Quant au style, Ferdinando Fuga, architecte à la cour de Charles de Bourbon dans la seconde moitié du XVIIIe siècle, a imposé à l’édifice un tournant néoclassique décisif, réduisant considérablement les empreintes arabo-normandes, gothiques et baroques précédentes.
Cependant, tout n’a pas été perdu. Les traces des styles précédents sont évidentes dans la grande abside (arabo-normande), dans le portail de l’entrée principale (gothique) et dans la coupole (baroque). Un méli-mélo de styles qui ne laisse pas indifférent, et auquel il faut ajouter les tombes royales, dont le sarcophage de Frédéric II et, surtout, la tombe de Santa Rosalia, patronne de la ville.
Église de Martorana
Construite en 1143 par l’amiral George d’Antioche, un fidèle serviteur du roi normand Roger II, l’église de la Martorana est l’une des plus fascinantes églises byzantines d’Italie. Certains disent que c’est la plus belle de toutes, notamment en raison du contraste entre le style arabo-normand, qui lui vaut d’être inscrit au patrimoine protégé par l’UNESCO, et les ajouts baroques ultérieurs des années 600.

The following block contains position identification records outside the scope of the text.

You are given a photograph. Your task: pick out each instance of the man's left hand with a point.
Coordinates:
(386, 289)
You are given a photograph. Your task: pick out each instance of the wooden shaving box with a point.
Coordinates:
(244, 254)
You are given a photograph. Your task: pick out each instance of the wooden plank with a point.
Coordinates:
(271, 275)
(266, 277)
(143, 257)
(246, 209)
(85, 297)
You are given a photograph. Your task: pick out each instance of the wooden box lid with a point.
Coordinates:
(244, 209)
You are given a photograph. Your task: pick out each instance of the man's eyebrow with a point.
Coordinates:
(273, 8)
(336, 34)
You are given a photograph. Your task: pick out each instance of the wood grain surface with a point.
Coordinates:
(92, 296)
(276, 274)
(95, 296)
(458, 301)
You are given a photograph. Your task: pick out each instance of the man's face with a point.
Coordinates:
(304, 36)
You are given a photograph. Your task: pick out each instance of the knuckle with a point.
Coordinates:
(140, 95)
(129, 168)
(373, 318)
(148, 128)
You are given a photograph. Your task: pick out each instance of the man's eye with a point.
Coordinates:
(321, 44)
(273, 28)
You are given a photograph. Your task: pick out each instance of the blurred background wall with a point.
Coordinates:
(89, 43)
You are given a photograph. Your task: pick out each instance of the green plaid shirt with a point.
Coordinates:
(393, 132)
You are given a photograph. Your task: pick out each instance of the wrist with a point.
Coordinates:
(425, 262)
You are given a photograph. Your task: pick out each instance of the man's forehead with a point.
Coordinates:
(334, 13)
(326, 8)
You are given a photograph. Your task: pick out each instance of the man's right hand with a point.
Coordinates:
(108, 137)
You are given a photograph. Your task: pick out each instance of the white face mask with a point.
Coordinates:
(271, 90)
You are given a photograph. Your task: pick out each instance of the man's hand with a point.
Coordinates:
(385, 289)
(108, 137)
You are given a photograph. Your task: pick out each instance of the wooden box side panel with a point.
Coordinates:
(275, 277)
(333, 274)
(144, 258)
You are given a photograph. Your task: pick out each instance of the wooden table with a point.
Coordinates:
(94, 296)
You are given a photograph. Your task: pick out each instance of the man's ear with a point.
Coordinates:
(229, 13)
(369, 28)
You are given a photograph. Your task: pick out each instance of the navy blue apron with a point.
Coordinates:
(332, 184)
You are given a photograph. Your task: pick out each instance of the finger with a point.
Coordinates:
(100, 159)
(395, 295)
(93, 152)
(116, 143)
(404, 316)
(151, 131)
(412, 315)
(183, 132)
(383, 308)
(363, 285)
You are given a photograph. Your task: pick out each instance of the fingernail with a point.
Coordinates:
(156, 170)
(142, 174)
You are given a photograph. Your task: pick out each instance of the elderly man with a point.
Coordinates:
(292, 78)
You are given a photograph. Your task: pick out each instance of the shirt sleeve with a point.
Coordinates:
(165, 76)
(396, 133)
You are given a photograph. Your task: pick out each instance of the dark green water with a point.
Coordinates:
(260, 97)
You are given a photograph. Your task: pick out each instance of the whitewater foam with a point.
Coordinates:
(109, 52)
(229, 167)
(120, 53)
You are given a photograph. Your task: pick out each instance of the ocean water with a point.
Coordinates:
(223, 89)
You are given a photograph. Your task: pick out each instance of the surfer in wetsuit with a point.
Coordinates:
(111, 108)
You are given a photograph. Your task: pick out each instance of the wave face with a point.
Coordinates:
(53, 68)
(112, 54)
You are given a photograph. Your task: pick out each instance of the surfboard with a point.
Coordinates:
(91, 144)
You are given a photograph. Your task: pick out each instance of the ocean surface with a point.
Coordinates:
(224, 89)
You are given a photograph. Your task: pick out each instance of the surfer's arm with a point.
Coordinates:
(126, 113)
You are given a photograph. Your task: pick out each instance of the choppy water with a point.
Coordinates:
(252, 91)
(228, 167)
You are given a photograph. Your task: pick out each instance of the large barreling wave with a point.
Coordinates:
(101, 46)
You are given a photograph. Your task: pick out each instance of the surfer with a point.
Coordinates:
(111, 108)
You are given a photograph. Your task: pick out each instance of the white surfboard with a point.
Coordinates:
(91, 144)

En 1433, Alfonso d’Aragon a donné l’église au monastère bénédictin voisin fondé par la noble Eloisa Martorana. D’où le nom de l’église, référence spirituelle de la grande colonie italo-albanaise réfugiée en Sicile entre le XIIIe et le XIVe siècle pour échapper aux pirates turcs. L’église fait partie de la propriété de l’éparchie (équivalent du diocèse chez les orthodoxes) de Piana degli Albanesi et, bien que soumise au Saint-Siège, elle suit le calendrier liturgique orthodoxe.
Les décorations en mosaïque à l’intérieur sont le point fort du bâtiment. Surtout, le « Christ Pantocrator » au sommet de la coupole. Une représentation typique de l’art byzantin, avec le Christ bénissant entouré de quatre anges prosternés en adoration à ses pieds.
Catacombes des Capucins
« Le lieu où les vivants rencontrent les morts ». C’est ce que dit le site web consacré au cimetière du couvent des frères capucins de Palerme, et ce n’est pas une façon de parler. Au contraire, cette phrase clarifie pleinement la raison pour laquelle les frères ont commencé à momifier les cadavres : pour donner aux parents la possibilité de continuer à rencontrer leurs proches, comme s’ils étaient vivants.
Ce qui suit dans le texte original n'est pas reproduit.